— Steve Wright
I’ve recently noticed that Ray-Ban Wayfarers have resurfaced in “hip” couture and this brings me back to a favorite subject of mine, the recycling of styles or images in popular culture and the meanings this reflexivity produces, intentional and otherwise. I’m usually more interested in these operations as they effect popular music and images, but the return of these ugly-ass sunglasses into my daily landscape is remarkable in that this emergence is a second stylistic revival or return (the first occurring in the mid-Eighties), and that this “second degree” of reflexivity is a phenomenon that I haven’t noticed elsewhere. As a disclaimer let me say I have essentially no background or understanding of Fashion Le Field, its history or its criticism other than tutoring ESL students for one semester at a commercial art school, and that’s fine (with me and my ugly clothes, at least). To mangle some Superchunk, I no longer care what I wear or what you think of it. Quoting a popular indie act of the early Nineties is also a good way to admit another chip I shoulder – namely, that I’m not one of these Wayfarer-rocking whippersnappers who may be unaware that they are re-rehashing a 1950s style, damn them. I’m kinda old now, grumpy, and think more and more fashion trends look plain stupid.

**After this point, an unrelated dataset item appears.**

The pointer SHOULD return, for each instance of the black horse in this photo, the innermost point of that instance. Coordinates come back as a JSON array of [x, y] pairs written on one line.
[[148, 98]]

So let’s get into it. Let’s start by considering these sunglasses simultaneously as solid object, image, and fad, and try to reach a big picture conclusion about what I propose to be a second degree of cultural reflection, all the while doing our best to avoid the jargon of semiotics and other “theory” wherever possible (ahem). Here I use “reflection” in its useful sense as authentic reflexivity as opposed to debased reflexivity (1), wherein meaningful cultural critiques may be purposefully broadcast and understood rather than cynically co-opted by the entertainment industry to further consumption.
What are the possible meanings a 23-year-old hipster – barely a toddler during the first reflection of the Wayfarer in the mid-Eighties – suggests by sporting this positively ancient model of eyeware in the late 2000s? Is it a straight transmission of Hepburn’s sexy dishevelment and James Dean’s hunky rebellion from half a century ago? Is it that plus the digested post-punk nihilism that pouted at the malls and in John Hughes films twenty-five years ago? Is it all this and nothing at all – an exploded acknowledgement of cultural simultaneity brought about by the near total penetration of electronic media into every moment of Western human existence?
Fifteen years ago I would have tried to prove all this and more. Now I’m content to note that these Ray-Ban reflections originate in the same years in which modernity turned to postmodernity – the 1950s – and to propose that no other Western image, item or trend has recycled across this epochal threshold. Perhaps the inability of these kinds of cultural reflexivities to cross such thresholds helps to define them. God knows the differences between the modern and postmodern could use further clarification. Are there any Victorian styles that have been relived in our recent modernities? I’ve seen one or two really cutting edge hipsters rock the handlebar moustache, but that look never caught fire unfortunately. Haven’t seen any riot grrls in bloomers. Jazz, the sound of the modern age, has not had any truly reflective/authentic revival in postmodern pop (music).
But wait – one degree of reflection did “cross over” the epochal boundary and into postmodernism, in the field of visual art. The Expressionism of the Thirties and Forties was arguably revived in the Neo-Expressionism of the 1980s. And returning to jazz, conscious hip hop in the early Nineties sampled its fair share of that modern form. Should the proposition be revised to exclude “real art” (an impossible distinction)? Better yet, maybe styles and other cultural items can only muster one reiteration in the new era before fading away for good. Time will tell in regard to modernism and its post-. Real scholars would have weigh in on the earlier eras. Personally, I’m hella ready for the new era, like now. I’ve still got some flannels in the attic and by the time the final Wayfarer wave hits I won’t be around to bitch.